Acceleration of 2nd body (a\(_2\)) = ?
Solution :
We know that,
F = m × a
∴ F\(_1\) = m\(_1\) × a\(_1\)
∴ F\(_1\) = 16 × 3
∴ F\(_1\) = 48 N
And,
F\(_2\) = m\(_2\) × a\(_2\)
∴ a\(_2\) = \(\large \frac {F_2}{m_2}\)
∴ a\(_2\) = \(\large \frac {48}{24}\)
∴ a\(_2\) = 2 m/s²
Ans: The force acting on the 1st body is 48 N and the acceleration of the 2nd body is 2 m/s².

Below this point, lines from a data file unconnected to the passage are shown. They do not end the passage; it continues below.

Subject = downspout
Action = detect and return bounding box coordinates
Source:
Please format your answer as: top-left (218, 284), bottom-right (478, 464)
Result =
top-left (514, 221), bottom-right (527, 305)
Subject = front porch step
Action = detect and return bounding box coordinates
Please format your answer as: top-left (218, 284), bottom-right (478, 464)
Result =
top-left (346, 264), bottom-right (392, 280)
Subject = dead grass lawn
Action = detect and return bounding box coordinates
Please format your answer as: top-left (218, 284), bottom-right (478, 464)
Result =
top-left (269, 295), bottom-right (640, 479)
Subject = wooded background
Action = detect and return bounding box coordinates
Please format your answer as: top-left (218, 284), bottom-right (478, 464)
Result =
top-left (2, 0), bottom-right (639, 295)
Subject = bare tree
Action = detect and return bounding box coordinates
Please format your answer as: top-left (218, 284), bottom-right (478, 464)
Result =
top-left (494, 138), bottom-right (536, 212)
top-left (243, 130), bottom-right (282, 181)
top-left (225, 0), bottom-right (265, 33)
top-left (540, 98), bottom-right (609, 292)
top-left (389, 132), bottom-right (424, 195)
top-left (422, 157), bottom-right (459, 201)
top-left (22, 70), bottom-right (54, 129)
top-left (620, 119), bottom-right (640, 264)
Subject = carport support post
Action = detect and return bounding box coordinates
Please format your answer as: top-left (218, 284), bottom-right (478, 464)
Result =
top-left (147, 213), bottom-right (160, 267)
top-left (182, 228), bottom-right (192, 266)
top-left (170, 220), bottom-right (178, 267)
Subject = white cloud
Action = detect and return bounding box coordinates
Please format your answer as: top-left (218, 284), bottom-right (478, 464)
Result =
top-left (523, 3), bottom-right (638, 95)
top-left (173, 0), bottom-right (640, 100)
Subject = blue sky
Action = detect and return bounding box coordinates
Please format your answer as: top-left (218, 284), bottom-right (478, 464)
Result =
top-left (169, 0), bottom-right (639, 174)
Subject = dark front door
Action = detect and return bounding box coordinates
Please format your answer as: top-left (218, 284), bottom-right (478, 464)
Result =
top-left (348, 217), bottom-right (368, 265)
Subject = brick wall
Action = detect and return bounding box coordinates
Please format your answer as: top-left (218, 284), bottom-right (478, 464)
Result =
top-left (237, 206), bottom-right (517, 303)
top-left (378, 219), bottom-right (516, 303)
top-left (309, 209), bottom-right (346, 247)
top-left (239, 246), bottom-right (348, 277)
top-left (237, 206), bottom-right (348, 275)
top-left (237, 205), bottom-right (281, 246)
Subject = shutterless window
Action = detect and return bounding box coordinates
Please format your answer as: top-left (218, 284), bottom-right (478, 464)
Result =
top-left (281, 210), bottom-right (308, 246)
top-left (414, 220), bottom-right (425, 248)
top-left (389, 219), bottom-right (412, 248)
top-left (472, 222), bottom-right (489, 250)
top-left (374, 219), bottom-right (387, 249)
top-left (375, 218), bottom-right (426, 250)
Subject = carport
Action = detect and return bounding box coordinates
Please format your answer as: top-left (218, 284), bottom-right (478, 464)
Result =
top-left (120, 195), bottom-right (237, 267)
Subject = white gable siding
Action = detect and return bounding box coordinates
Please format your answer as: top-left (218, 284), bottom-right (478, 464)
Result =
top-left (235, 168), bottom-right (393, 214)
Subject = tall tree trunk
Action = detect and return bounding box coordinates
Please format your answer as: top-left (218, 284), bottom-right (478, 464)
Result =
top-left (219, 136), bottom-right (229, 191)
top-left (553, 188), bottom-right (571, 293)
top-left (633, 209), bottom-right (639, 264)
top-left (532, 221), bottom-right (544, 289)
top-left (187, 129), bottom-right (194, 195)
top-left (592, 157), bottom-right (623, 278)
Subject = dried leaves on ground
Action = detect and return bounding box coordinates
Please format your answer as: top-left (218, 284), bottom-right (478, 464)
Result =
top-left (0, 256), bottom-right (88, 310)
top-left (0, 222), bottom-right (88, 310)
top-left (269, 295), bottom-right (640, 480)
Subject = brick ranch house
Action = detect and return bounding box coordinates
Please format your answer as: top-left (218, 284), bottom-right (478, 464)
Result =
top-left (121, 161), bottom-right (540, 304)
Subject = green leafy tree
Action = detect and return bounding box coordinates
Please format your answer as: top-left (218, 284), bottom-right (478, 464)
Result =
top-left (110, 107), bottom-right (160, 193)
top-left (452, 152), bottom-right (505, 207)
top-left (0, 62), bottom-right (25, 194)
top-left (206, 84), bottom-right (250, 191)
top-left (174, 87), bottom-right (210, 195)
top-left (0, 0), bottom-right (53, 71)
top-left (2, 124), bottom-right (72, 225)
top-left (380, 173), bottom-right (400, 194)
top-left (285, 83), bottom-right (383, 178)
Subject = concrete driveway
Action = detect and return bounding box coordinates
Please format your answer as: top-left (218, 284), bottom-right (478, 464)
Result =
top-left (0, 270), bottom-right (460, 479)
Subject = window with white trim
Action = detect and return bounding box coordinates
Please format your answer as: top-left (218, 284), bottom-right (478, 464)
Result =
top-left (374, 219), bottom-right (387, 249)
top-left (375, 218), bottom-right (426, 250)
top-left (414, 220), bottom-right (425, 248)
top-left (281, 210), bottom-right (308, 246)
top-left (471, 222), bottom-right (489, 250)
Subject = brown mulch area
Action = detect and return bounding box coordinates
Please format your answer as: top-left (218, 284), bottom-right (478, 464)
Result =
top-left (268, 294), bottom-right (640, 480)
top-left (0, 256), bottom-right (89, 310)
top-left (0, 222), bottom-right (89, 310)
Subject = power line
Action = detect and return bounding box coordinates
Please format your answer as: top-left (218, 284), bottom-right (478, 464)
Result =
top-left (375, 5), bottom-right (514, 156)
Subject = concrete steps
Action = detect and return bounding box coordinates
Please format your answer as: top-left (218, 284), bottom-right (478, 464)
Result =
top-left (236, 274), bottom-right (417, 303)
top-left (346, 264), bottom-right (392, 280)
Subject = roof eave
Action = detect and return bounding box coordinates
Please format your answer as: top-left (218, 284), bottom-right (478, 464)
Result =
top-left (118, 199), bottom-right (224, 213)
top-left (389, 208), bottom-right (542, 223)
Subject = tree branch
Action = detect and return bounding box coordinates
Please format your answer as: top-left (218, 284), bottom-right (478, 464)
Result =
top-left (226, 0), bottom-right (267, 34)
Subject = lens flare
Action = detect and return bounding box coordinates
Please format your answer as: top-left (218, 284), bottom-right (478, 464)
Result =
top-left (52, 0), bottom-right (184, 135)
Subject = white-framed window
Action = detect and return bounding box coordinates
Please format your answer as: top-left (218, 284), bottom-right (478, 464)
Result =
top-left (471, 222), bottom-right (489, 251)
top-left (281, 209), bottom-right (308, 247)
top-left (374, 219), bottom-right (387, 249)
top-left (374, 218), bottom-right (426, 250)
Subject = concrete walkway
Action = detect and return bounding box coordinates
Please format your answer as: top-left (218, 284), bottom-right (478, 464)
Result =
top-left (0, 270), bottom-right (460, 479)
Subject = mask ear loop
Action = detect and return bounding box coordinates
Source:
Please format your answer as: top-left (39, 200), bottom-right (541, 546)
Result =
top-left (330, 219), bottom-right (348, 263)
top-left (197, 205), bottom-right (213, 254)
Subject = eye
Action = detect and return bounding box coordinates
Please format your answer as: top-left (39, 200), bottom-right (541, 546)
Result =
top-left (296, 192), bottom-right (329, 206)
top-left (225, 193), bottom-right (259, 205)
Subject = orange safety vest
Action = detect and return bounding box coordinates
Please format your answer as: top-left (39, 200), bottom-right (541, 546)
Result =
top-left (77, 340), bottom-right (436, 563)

c) A bullet having a mass of 10 g and moving with a speed of 1.5 m/s, penetrates a thick wooden plank of mass 900 g. The plank was initially at rest. The bullet gets embedded in the plank and both move together. Determine their velocity.
Given :
Mass of bullet (m\(_1\)) = 10 g = \(\large \frac {10}{1000}\) kg = 0.010 kg
Mass of plank (m\(_2\)) = 90 g \(\large \frac {90}{1000}\) kg = 0.090 kg
Initial velocity of bullet (u\(_1\)) = 1.5 m/s
Initial velocity of plank (u\(_2\)) = 0 m/s
To find :
Common velocity (v) = ?
Solution :
Let v\(_1\) and v\(_2\) be the common velocities of the bullet and plank
∴ v\(_1\) = v\(_2\) = v
We know that,
m\(_1\) u\(_1\)+ m\(_2\) u\(_2\) = m\(_1\) v\(_1\) + m\(_2\) v\(_2\)
∴ (0.01 × 1.5) + (0.09 × 0) = (0.01 × v) + (0.09 × v)
∴ 0.015 + 0 = v (0.01 + 0.09)
∴ 0.015 = 0.1v
∴ v = \(\large \frac {0.015}{0.1}\)
∴ v = 0.15 m/s
Ans: The plank moves with a velocity of 0.15 m/s.
d) A person swims 100 m in the first 40 s, 80 m in the next 40 s and 45 m in the last 20 s. What is the average speed?
Given :
Total distance (d) = 100 + 80 + 45 = 225 m
Total time taken (t) = 40 + 40 + 20 = 100 s
To find :
Average speed
Solution :
We know that,
Average speed = \(\large \frac {Total\, distance \, covered}{Total\, time \, taken}\)
∴ Average speed = \(\large \frac {225}{100}\)
∴ Average speed = 2.25 m/s
Ans: The person swims with an average speed of 2.25 m/s.